In order to better understand the pathogenesis of endometriosis, we have used Serial Analysis of Gene Expression (SAGE) to identify genes differentially in this disease by studying three endometriotic tissues and a normal endometrium sample. Promising candidates (AXL, SHC1, ACTN4, PI3KCA, p-AKT, p-mTOR, and p-ERK) were independently validated by immunohistochemistry in additional normal and endometriotic tissues.

Results

We identified several genes differentially expressed between endometriosis and normal endometrium. IGF2, ACTN4, AXL, and SHC1 were among the most upregulated genes. Comparison of the endometriosis gene expression profiles with the gene expression patterns observed in normal human tissues allowed the identification of endometriosis-specific genes, which included several members of the MMP family (MMP1,2,3,10,11,14).
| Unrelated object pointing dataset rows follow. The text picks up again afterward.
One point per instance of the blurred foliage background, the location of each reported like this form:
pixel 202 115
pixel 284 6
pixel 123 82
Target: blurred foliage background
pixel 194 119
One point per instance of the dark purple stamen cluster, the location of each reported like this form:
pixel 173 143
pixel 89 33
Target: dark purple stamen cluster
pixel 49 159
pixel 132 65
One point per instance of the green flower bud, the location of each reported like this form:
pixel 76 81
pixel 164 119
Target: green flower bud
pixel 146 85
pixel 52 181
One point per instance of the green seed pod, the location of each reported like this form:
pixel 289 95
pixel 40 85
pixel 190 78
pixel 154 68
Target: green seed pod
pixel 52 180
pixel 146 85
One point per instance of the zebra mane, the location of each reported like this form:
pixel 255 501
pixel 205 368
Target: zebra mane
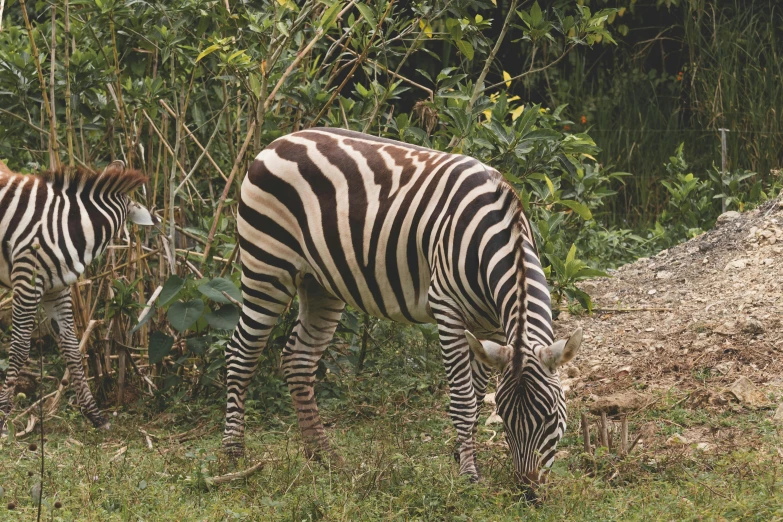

Immunohistochemical analysis of several candidates confirmed the SAGE findings, and suggested the involvement of the PI3K-Akt and MAPK signaling pathways in endometriosis.

Conclusion

In human endometriosis, the PI3K-Akt and MAPK signaling pathways may be activated via overexpression of AXL and SHC1, respectively. These genes, as well as others identified as differentially expressed in this study, may be useful for the development of novel strategies for the detection and/or therapy of endometriosis.